А маменька-родитель родила меня, сама не помнила когда. Говорил, что — рожая тебя такой холод забрал, как о Крещении на проруби; не помню, как тебя родила. -
А пестовала меня бабка Фекла — божья угодница — как ее звали. Я без мала с двух годов помню себя.
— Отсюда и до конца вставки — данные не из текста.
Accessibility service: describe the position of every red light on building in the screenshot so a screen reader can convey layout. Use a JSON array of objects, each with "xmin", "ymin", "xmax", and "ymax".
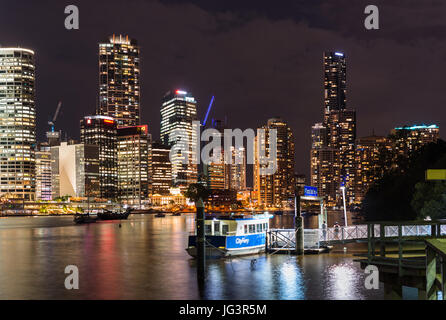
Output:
[{"xmin": 87, "ymin": 119, "xmax": 91, "ymax": 125}]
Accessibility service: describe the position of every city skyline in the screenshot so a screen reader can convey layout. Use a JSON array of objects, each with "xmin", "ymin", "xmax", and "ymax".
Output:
[{"xmin": 2, "ymin": 1, "xmax": 445, "ymax": 178}]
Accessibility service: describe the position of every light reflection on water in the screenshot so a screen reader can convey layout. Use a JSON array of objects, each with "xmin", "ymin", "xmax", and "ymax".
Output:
[{"xmin": 0, "ymin": 214, "xmax": 383, "ymax": 300}]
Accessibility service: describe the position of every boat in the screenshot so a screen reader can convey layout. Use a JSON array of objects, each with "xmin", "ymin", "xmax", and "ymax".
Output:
[
  {"xmin": 74, "ymin": 213, "xmax": 97, "ymax": 224},
  {"xmin": 97, "ymin": 208, "xmax": 132, "ymax": 221},
  {"xmin": 155, "ymin": 212, "xmax": 166, "ymax": 218},
  {"xmin": 186, "ymin": 213, "xmax": 273, "ymax": 258},
  {"xmin": 172, "ymin": 212, "xmax": 182, "ymax": 216}
]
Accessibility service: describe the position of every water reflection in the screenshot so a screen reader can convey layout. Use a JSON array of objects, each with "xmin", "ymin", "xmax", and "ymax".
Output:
[{"xmin": 0, "ymin": 214, "xmax": 382, "ymax": 300}]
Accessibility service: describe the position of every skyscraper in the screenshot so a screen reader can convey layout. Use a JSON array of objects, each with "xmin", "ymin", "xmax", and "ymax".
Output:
[
  {"xmin": 311, "ymin": 51, "xmax": 356, "ymax": 207},
  {"xmin": 117, "ymin": 125, "xmax": 150, "ymax": 206},
  {"xmin": 160, "ymin": 90, "xmax": 198, "ymax": 189},
  {"xmin": 390, "ymin": 124, "xmax": 440, "ymax": 158},
  {"xmin": 98, "ymin": 34, "xmax": 140, "ymax": 126},
  {"xmin": 0, "ymin": 48, "xmax": 36, "ymax": 200},
  {"xmin": 35, "ymin": 143, "xmax": 52, "ymax": 201},
  {"xmin": 324, "ymin": 51, "xmax": 347, "ymax": 113},
  {"xmin": 80, "ymin": 115, "xmax": 118, "ymax": 199},
  {"xmin": 353, "ymin": 135, "xmax": 391, "ymax": 204},
  {"xmin": 50, "ymin": 141, "xmax": 100, "ymax": 199},
  {"xmin": 310, "ymin": 123, "xmax": 339, "ymax": 205},
  {"xmin": 150, "ymin": 142, "xmax": 172, "ymax": 195},
  {"xmin": 254, "ymin": 118, "xmax": 295, "ymax": 207}
]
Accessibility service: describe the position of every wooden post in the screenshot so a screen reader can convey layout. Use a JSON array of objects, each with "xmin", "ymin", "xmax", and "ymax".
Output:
[
  {"xmin": 196, "ymin": 198, "xmax": 206, "ymax": 286},
  {"xmin": 294, "ymin": 195, "xmax": 304, "ymax": 255},
  {"xmin": 380, "ymin": 224, "xmax": 385, "ymax": 257},
  {"xmin": 367, "ymin": 223, "xmax": 372, "ymax": 263},
  {"xmin": 398, "ymin": 225, "xmax": 403, "ymax": 276},
  {"xmin": 426, "ymin": 246, "xmax": 438, "ymax": 300}
]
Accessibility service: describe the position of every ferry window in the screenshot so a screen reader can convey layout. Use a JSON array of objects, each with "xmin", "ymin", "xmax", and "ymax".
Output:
[
  {"xmin": 244, "ymin": 225, "xmax": 248, "ymax": 234},
  {"xmin": 249, "ymin": 224, "xmax": 255, "ymax": 233},
  {"xmin": 214, "ymin": 221, "xmax": 220, "ymax": 235},
  {"xmin": 264, "ymin": 223, "xmax": 267, "ymax": 230},
  {"xmin": 205, "ymin": 225, "xmax": 212, "ymax": 235},
  {"xmin": 222, "ymin": 225, "xmax": 229, "ymax": 235},
  {"xmin": 256, "ymin": 224, "xmax": 261, "ymax": 233}
]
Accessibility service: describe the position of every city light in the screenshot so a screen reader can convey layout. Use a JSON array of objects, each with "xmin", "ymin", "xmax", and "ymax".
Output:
[{"xmin": 175, "ymin": 90, "xmax": 187, "ymax": 95}]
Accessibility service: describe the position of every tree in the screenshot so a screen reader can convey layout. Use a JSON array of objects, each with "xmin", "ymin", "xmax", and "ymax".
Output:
[
  {"xmin": 361, "ymin": 140, "xmax": 446, "ymax": 221},
  {"xmin": 184, "ymin": 184, "xmax": 210, "ymax": 204},
  {"xmin": 411, "ymin": 181, "xmax": 446, "ymax": 220}
]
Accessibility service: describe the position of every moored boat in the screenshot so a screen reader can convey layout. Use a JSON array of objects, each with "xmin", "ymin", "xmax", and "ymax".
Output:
[
  {"xmin": 74, "ymin": 214, "xmax": 97, "ymax": 224},
  {"xmin": 155, "ymin": 212, "xmax": 166, "ymax": 218},
  {"xmin": 97, "ymin": 208, "xmax": 132, "ymax": 221},
  {"xmin": 186, "ymin": 213, "xmax": 273, "ymax": 258}
]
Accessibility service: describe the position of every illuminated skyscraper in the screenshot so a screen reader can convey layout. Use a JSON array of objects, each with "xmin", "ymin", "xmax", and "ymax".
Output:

Грамоте меня выучила по Часовнику мамушка. Посадила меня на лежанку и дала в руку творожный колоб, и говорит: Читай, дидятко, Часовник и ешь колоб и, покуль колоба не съешь, с лежанки не выходи. — Я еще букв не знал, читать не умел, а так смотрю в Часовник и пою молитвы, которые знал по памяти, и перелистываю Часовник, как будто бы и читаю. А мамушка-покойница придет и ну-ка меня хвалить: Вот, говорит, у меня хороший ребенок-то растет, будет как Иоанн Златоуст. -
На тринадцатом году, как хорошо помню, было мне видение. Когда уже рожь была в колосу и васильки в цвету, сидел я над оврагом, на сугоре, такой крутой сугор; позади меня сосна, а впереди верст на пять видать наполисто…
На небе не было ни одной тучки — все ровно-синее небо…И вдруг вдали, немного повыше той черты, где небо с землей сходится, появилось блестящее, величиной с куриное яйцо, пятно. Пятно двигалось к зениту и так поднялось сажен на 5 напрямки и потом со страшной быстротой понеслось прямо на меня, все увеличиваясь и увеличиваясь…И уже, когда совсем было близко, на расстоянии версты от меня, я стал различать все возрастающий звук, как бы гул. Я сидел под сосною, вскочил на ноги, но не мог ни бежать, ни кричать…И это блиставшее ослепительным светом пятно как бы проглотило меня, и я стоял в этом ослепительном блеске, не чувствуя, где я стою, потому что вокруг меня как бы ничего не было и не было самого себя.
Сколько времени это продолжалось — я не могу рассказать, как стало все по-старому — я тоже не могу рассказать.
А когда мне было лет 18, я черпал на озере воду из проруби, стоя на коленях…Когда начерпал ушат, поднял голову по направлению к пригорку, на который я должен был подняться с салазками и ушатом воды, я ясно увидел на пригорке среди нежно-синего сияния снега существо, как бы следящее за мною невыразимо прекрасными очами. Существо было в три или четыре раза выше человеческого роста, одетое как бы в кристалловидные лепестки огромного цветка, с окруженной кристаллическим дымом головой.
А так у меня были дивные сны. Когда умерла мамушка, то в день ее похорон я приехал с погоста, изнемогший от слез. Меня раздели и повалили на пол, близ печки, на соломенную постель. И я спал два дня, а на третий день проснулся, часов около 2 дня, с таким криком, как будто вновь родился. В снах мне явилась мамушка и показала весь путь, какой человек проходит с минуты смерти в вечный мир. Но рассказать про виденное не могу, не сумею, только ношу в своем сердце. Что-то слабо похожее на пережитое в этих снах брезжит в моем Поддонном псаломе, в его некоторых строчках.
* * *А в Соловках я жил по два раза. В самой обители жил больше года без паспорта, только по имени — это в первый раз; а во второй раз жил на Секирной горе. Гора без мала 80 саженей над морем. На горном же темени церковка каменная и кельи. Строителем был при мне отец Феодор, я же был за старцем Зосимой.
Долго жил в избушке у озера питался чем Бог послал: черникой, рыжиками; в мердушку плотицы попадут — уху сварю, похлебаю; лебеди дикие под самое оконце подплывали, из рук хлебные корочки брали; лисица повадилась под оконце бегать, кажнюю зарю разбудит, не надо и колокола ждать.